After marching through the institutions, baby boomers now bestride their demented total victory first filtered through their addled brains in the sclerotic sixties. Take a look at any college campus, the real radicals have dentures; and tenure.

But what do their children, the Buzzfeed Bolsheviks, really want? Aside from the involuntary celibates of the worrisomely urine-focused Antifa rabble, Millennials of more tepid stripes are surprisingly cognizant.

After all, the Bernie Bro phenomenon was no mere trifle. And, admit it, Bernie Sanders and President Trump, are—or were at least—kindred spirits on the tectonic political shift which now asks whether one is a globalist, or nationally minded.

Before Hillary Clinton’s consiglieres got to old wispy Sanders, he had the good sense to suggest that open border immigration is a tool of the Davoisie to keep wages low. The Brooklyn bloviator’s spittle-sodden railings against Wall Street jackals and insensate trade deals were Bannon-esque, and by design—Trumpian.

The jabberer may call himself a socialist. And he probably is. But Millennial support for Bernie’s millstoned campaign wasn’t a demand to brick up some gulags and festoon Wall Street with the swinging cadavers of hedge-fund meat.

No, it was a tickle more temperate than that.

A Glimmer or Two of Hope
Here’s a clue: nothing on the menu at Establishment del Republicano is palatable to recession-worn Millennial palates, or indeed, as we know, to most of the Republican base. That’s a good thing.

Neither are Millennials agitating for a Marxist utopia helmed by the ever-more-infuriating Michael Moore.

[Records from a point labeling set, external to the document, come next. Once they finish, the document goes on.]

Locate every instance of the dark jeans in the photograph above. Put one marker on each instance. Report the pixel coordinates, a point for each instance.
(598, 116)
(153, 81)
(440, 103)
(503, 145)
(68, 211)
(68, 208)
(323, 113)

We are also forgetting that a third of Millennials voted for President Trump; that populist movements convulsing across a migrant-beleaguered Europe are driven by sensate youths, and that the noisome GOP establishment is being evicted from Capitol Hill.

Perhaps a lot of Millennials are mentally derelict, and as a reluctant member of the tribe, I’d agree. But we didn’t set the Mideast on fire, and the great recession was on the Boomers’ watch. Just saying.